Sonoma nonprofit offers support to people with dwarfism and their families

Sonoma is the home base of Little People of America, and that’s because Sonoma is home for Angie Giuffre.

Giuffre is the administrative manager of LPA, which offers support to people with dwarfism and their families, and hence the nonprofit has a subtle link to the Valley of the Moon.

Giuffre, 58, communicates with little people throughout the country from her home on Sonoma’s east side, because as with many organizations these days, where you are located does not affect your ability to do your job. The nonprofit has 8,000 members and $1.4 million in assets, and is dedicated to improving the quality of life for little people. It once had a brick and mortar office in Southern California that saw very little foot traffic so it closed permanently several years ago.

Giuffre was born in Sonoma, but moved to the East Bay with her family when she was 5 years old. Raised with four sisters and two brothers by parents of average height, she was the only little person in the family.

“When I was growing up my family never treated me differently,” she said. “They were never overly protective and I was a happy kid.”

Her parents moved back to Sonoma 22 years ago, and by then Giuffre was busy raising her own family in San Jose and later Chico. She returned to Sonoma three years ago to help her mother, Palmyra McKenna, 88, after her father passed away, and hopes to stay forever. “I love it here,” she said.

It wasn’t until Giuffre graduated from the University of the Pacific and started working, facing the world outside family and school, that she began to deal with the reality of being a little person. A very rare, mutated gene caused her to have achondroplasia, causing short arms and legs with a normal sized torso.

“In high school and college I always had great friends but the dating part was tough. I wasn’t sure if I was ever going to date.” She was reluctant in the beginning to join LPA, where she would meet other people like her.

“I was in denial. I didn’t think I needed a support organization,” she said.

But in 1988 she joined the local chapter where she met Ron, who was also a little person, and they married in 1992. They had two sons Christopher, 27, and Michael, 21, who are both average height. There is only a 25 percent chance that two parents with achondroplasia will have average height children.

The family was very active in the LPA community, and started attending the national conferences in 2004. “We made LPA part of our lives.”

Ten years ago Giuffre’s husband died suddenly of a heart attack at age 47. “I was a single mom overnight.” Her sons were 11 and 16. “Luckily we had great friends and knew other parents in our community who helped me get through it,” she said. Christopher is now in law school at the University of San Diego and Michael is studying philosophy at Cal Poly SLO, and hopes to eventually be a university professor.
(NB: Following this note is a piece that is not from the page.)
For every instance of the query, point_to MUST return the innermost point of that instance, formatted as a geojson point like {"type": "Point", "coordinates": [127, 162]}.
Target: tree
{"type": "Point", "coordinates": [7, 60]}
“If we didn’t introduce them to LPA growing up would have been more difficult for them,” Giuffre said. “We hung around good families that respected us. We never felt left out.”

She had a long career in nonprofit management, working for both the American Heart Association and the American Cancer Society. When her job working for the cancer society in Chico ended in 2016 and she was looking for work, it was one of the only times in her life she felt awkward about being a little person. “It was because of my size and also because I was 54.”

When her father passed away later that year her sister suggested she move to Sonoma to care for their mother, and the position with LPA came soon afterward.

LPA supports little people with social events and educational workshops. It offers medical referrals and scholarships funds, and helps little people seeking to adopt children. It strives to bring awareness to issues affecting individuals of short stature and their families and promotes the use of the descriptor “little people,” fighting against the term “midget,” which is viewed as highly derogatory.

Giuffre enjoys that Sonoma is such a great place for walking and she walks frequently with friends, sometimes lamenting that she has trouble keeping up because of her shorter stride. “But everyone is always so nice about it,” she said, just as they are at the supermarket when she asks people to reach something on the top shelf for her.

There is really nothing that she can’t do, and she feels appreciative.

“I am fortunate that with my type of dwarfism that I’m doing OK because some people have a harder time. So I have to count my blessings.’

And one of them is being in Sonoma. “This is where I need to be at this point in my life.’